Unabhängig von der Frage, wie er dieses Projekt weiterverfolgen wird – das Konzept spricht für die Strategien von Enwezor. Ganz ähnlich wie vor ihm Catherine David geht er von kulturellen und gesellschaftlichen Gesamtzusammenhängen aus, um das zu beurteilen, was in der Kunst passiert. So will er Gespräche mit Kollegen und Experten der verschiedensten Disziplinen führen, bevor er seine Vorstellungen formuliert. Okwui Enwezor sieht sich zwar als allein verantwortlichen künstlerischen Leiter, ist sich aber sicher, daß er ein Team bilden wird. Einer der ersten Kandidaten für ein Team ist Octavio Zaya, mit dem Enwezor schon mehrfach zusammengearbeitet hat.

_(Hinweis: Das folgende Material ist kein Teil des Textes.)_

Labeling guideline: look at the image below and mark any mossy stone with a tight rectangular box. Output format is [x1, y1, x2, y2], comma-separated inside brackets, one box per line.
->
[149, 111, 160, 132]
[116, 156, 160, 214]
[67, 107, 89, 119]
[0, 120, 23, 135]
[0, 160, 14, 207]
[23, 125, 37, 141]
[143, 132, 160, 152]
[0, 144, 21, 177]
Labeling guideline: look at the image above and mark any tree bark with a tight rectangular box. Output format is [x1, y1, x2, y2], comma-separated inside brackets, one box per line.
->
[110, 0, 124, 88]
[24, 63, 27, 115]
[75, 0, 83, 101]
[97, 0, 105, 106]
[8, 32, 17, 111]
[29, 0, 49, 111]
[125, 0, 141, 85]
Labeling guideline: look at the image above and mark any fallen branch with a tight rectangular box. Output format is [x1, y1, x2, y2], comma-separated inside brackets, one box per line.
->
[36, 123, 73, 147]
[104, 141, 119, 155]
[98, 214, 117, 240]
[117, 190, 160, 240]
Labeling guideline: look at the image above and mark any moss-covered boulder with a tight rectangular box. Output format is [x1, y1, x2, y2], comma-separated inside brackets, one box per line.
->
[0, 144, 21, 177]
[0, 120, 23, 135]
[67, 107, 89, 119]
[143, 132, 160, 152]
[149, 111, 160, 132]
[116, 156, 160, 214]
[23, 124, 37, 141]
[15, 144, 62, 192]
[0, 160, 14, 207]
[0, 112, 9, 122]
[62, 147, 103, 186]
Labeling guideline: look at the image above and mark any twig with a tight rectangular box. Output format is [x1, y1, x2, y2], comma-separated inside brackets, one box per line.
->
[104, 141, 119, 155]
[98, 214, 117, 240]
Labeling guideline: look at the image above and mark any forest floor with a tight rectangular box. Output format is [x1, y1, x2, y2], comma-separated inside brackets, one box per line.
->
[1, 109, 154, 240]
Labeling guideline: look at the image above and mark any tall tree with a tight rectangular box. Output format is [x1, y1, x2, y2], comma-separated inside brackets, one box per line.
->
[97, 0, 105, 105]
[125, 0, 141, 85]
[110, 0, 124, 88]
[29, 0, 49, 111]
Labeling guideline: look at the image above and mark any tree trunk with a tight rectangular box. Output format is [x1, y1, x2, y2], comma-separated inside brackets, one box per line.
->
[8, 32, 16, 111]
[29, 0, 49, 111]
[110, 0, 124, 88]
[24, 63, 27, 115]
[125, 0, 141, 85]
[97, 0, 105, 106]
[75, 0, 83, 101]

Bei der Auswahl der Künstler gibt es für den documenta-Leiter weder „Helden“ noch Hierarchien. Er will sich nicht von prominenten Namen leiten lassen, sondern danach fragen, welche neuen Fragen Künstler in Bezug auf die Erscheinungen dieser Welt gefunden haben. Dabei spielt es für Enwezor keine Rolle, welches Medium (Malerei, Skulptur, Video, Fotografie) die Künstler nutzen.
So wie er die Kunst als ein offenes System betrachtet, so sieht er auch die documenta nicht als eine museale Veranstaltung. Sie soll von täglichen Ereignissen begleitet werden und auch in den städtischen Raum hineinwirken. So stand bereits gestern vor seinem Rückflug nach New York für ihn eine Erkundung der Stadt Kassel an, nachdem er zuvor das documenta-Archiv besucht hatte. Auch zur Biennale in Johannesburg hatte es zahlreiche Arbeiten gegeben, die im Dialog mit der Stadt entwickelt worden waren.
Und stört es ihn, wenn Sponsoren die Ausstellung mitfinanzieren? Das ist im Moment für ihn kein Thema. Er werde sich um die Inhalte kümmern, für die Finanzierung seien andere zuständig. Der Etatrahmen für die nächste documenta liegt noch nicht fest. Die vorige documenta hatte 21,5 Millionen Mark gekostet, aber 22,9 Millionen Mark eingenommen.